Introduction
Virtual YouTubers, better known as vtubers, have completely dominated the internet. Pioneered by Japanese content creator Kizuna Ai, what started as an internet niche has taken over mainstream media. For example, hololive vtuber Gawr Gura recently performed Take Me Out to the Ball Game for the Los Angeles Dodgers, and Puerto Rican vtuber Ironmouse breaking Kai Cenat’s record for most active subscribers on Twitch.
Each vtuber uses a model, either 2D or 3D, to portray themselves as a cartoon character when live. Most often, vtubers focus on anime-styled proportions to pay homage to the Japanese origin of the craft.

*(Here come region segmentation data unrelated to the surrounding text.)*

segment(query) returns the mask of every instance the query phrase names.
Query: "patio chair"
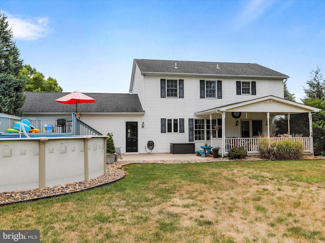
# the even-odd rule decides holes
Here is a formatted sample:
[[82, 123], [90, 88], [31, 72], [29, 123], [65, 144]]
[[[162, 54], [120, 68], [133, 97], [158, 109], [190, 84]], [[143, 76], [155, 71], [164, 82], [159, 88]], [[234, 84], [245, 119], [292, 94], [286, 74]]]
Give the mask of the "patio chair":
[[[58, 119], [56, 120], [56, 132], [65, 133], [66, 132], [66, 119]], [[61, 131], [59, 130], [59, 128], [61, 128]]]
[[52, 132], [53, 125], [45, 125], [44, 126], [44, 133], [51, 133]]

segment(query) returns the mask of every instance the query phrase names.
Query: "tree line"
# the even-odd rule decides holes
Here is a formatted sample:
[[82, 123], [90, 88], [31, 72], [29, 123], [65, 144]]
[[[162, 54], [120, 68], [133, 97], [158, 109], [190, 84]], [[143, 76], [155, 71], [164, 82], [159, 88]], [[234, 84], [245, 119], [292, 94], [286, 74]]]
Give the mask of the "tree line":
[[24, 104], [24, 91], [61, 92], [56, 79], [46, 79], [30, 65], [23, 64], [13, 40], [7, 17], [0, 12], [0, 113], [20, 115]]

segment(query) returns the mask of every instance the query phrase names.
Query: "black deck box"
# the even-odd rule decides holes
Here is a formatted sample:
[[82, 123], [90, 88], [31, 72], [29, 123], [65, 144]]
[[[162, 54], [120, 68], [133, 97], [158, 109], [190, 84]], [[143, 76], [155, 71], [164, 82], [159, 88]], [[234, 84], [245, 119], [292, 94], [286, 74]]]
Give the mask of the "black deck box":
[[171, 143], [171, 153], [194, 153], [195, 143]]

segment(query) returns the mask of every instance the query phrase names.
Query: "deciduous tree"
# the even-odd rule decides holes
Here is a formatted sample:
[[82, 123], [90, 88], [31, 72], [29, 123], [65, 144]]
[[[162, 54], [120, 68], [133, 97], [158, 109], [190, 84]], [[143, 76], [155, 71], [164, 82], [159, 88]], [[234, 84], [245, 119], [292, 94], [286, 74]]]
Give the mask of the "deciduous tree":
[[19, 72], [20, 76], [26, 78], [25, 91], [37, 92], [61, 92], [56, 79], [51, 77], [45, 79], [44, 74], [30, 65], [25, 65]]

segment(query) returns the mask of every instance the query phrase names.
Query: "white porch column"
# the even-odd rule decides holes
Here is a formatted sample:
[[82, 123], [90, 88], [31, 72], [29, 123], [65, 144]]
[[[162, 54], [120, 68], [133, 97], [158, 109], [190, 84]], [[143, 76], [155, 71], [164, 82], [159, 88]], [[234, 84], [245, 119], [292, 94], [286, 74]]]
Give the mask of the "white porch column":
[[267, 113], [267, 120], [268, 123], [268, 138], [270, 138], [270, 112]]
[[310, 149], [314, 156], [314, 141], [313, 141], [313, 119], [311, 116], [311, 112], [308, 112], [308, 118], [309, 118], [309, 140], [310, 141]]
[[222, 132], [222, 147], [221, 156], [222, 157], [224, 156], [224, 149], [225, 145], [225, 122], [224, 121], [225, 118], [225, 112], [222, 111], [221, 117], [221, 132]]
[[290, 113], [288, 114], [288, 135], [290, 135]]

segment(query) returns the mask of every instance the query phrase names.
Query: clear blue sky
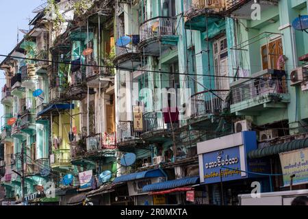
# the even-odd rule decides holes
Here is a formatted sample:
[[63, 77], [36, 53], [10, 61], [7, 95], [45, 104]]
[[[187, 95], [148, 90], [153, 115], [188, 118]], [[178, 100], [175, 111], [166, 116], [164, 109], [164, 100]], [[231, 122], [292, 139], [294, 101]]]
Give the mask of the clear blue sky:
[[[35, 16], [32, 11], [46, 0], [0, 0], [0, 54], [8, 55], [17, 43], [17, 27], [28, 29], [29, 18]], [[23, 34], [19, 33], [19, 40]], [[0, 62], [3, 57], [0, 57]], [[0, 86], [5, 83], [3, 72], [0, 72]], [[2, 105], [0, 116], [3, 114]]]

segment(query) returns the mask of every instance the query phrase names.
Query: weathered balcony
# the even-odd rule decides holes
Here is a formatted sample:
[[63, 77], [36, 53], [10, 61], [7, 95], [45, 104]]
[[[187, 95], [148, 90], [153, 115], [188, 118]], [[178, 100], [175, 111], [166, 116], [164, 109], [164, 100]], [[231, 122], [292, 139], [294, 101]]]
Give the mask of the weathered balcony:
[[34, 64], [27, 64], [19, 69], [21, 74], [23, 86], [27, 88], [35, 88], [35, 79], [36, 68]]
[[120, 121], [117, 128], [116, 145], [121, 151], [130, 150], [142, 142], [140, 133], [133, 131], [133, 122]]
[[32, 134], [36, 131], [36, 114], [35, 110], [29, 110], [25, 111], [21, 116], [21, 130], [28, 134]]
[[13, 103], [13, 96], [11, 94], [11, 88], [3, 88], [1, 92], [1, 104], [12, 105]]
[[145, 21], [140, 29], [140, 42], [138, 49], [145, 53], [159, 55], [159, 51], [176, 46], [177, 18], [155, 17]]
[[290, 101], [285, 76], [277, 70], [265, 70], [231, 84], [231, 112], [257, 116], [266, 109], [286, 108]]
[[[253, 11], [251, 6], [254, 0], [225, 0], [227, 14], [232, 17], [243, 19], [251, 19]], [[261, 12], [272, 7], [278, 6], [279, 0], [260, 0], [257, 3], [261, 6]]]
[[60, 149], [50, 155], [50, 166], [57, 170], [68, 170], [70, 166], [70, 150]]
[[117, 47], [115, 66], [123, 68], [135, 68], [141, 64], [140, 54], [137, 49], [140, 42], [140, 35], [133, 35], [131, 42], [124, 47]]
[[91, 88], [103, 88], [110, 82], [114, 81], [114, 66], [113, 60], [103, 59], [101, 66], [94, 60], [88, 61], [86, 66], [86, 78], [87, 85]]
[[186, 0], [184, 5], [185, 29], [203, 31], [207, 23], [209, 25], [223, 17], [225, 0]]
[[203, 116], [219, 114], [222, 112], [229, 90], [205, 90], [192, 96], [191, 117], [196, 119]]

While often labeled as “cringe” by outsiders, the technical skill and creativity required of a vtuber artist is immense; models are often priced at two to eight thousand dollars, a suitable price for a product that often takes hundreds of hours to create. Demonstrating the process of vtuber creation aptly showcases the fusion of both art and technology in the entertainment world. Hopefully, the insight provided into the vtuber industry through this article helps remove its “cringe” label, instead shifting focus onto the incredible artistry of these models.
Starting With a Reference Sheet

Caption: A reference sheet for HoloLive vtuber Hakos Baelz. Created and designed by famous Japanese artist Mika Pikazo. Image owned by HoloLive, property of Cover Corp.
The reference process is usually the same for both 2D and 3D vtubers. For 2D vtubers, the initial planning simplifies the process and allows the artist to decide how each element of the character will move when animated. By contrast, 3D vtubers use the reference sheet for the initial stages of the modeling process. The initial block-outs are done directly on top of a projection of the reference sheet, reducing anatomy mistakes when creating the model. Usually, 3D artists will request a side view as well, something not pictured in the image above.
Making the Model

Images borrowed from the Live2D Cubism editor and ふさこ / 3D自習室 on YouTube.
When a reference image is finalized by the artist, the model begins to undergo its initial stages. For 2D vtubers, this refers to drawing hundreds, if not thousands, of layers made to adapt to the movements made by the streamer. The amount of layers, or separations, each 2D model has is directly correlated to the amount of movement that can be given to the model during the “rigging” phase. 3D models also must be assigned textures and materials, in order to add color to the mesh. Usually, making the model is the most time-consuming process, as artists often spend over 50 hours on this single step.
Rigging

Images borrowed from the Live2D user manual and ふさこ / 3D自習室 on youtube.
In animation, “rigging” is the term used to describe the assignment of movement data (or “bones” in 3D) to the individual vertices or pixels of a model. Without rigging, vtuber models would be unable to move in response to facial tracking data. In 2d, the rigging process is done through warping the pixels of the drawing, changing the perspective and giving the character a sense of dimension. In a 3d workflow, the rigging process relies on assigning individual vertices to a “bone,” and determining the effect of influence through either processes such as “weight painting” or “envelope weights,” depending on the software. While the two methods look very different, both result in a model capable of reacting to the streamer’s movements.
Tracking and Streaming

Image borrowed from VTube Studio website.
Once the artist and rigger have finished the model, the streamer uses a tracking program to make their avatar appear on broadcast. Whether 2d or 3d, these tracking softwares usually rely on the web-cam to map important facial or bodily features, translating the motions made by the streamer to the model using the “rig” created. Then, the live video created by the model is placed as an overlay on a traditional livestreaming program. Sometimes, high-end models will rely on motion-tracking suits or headgear to output more accurate data, however such devices are seldom used by aspiring vtubers, primarily due to their cost. No matter how a model is created, tracking software is what bridges the gap between the model and the stream, connecting a vtuber with their audience and allowing them to create content.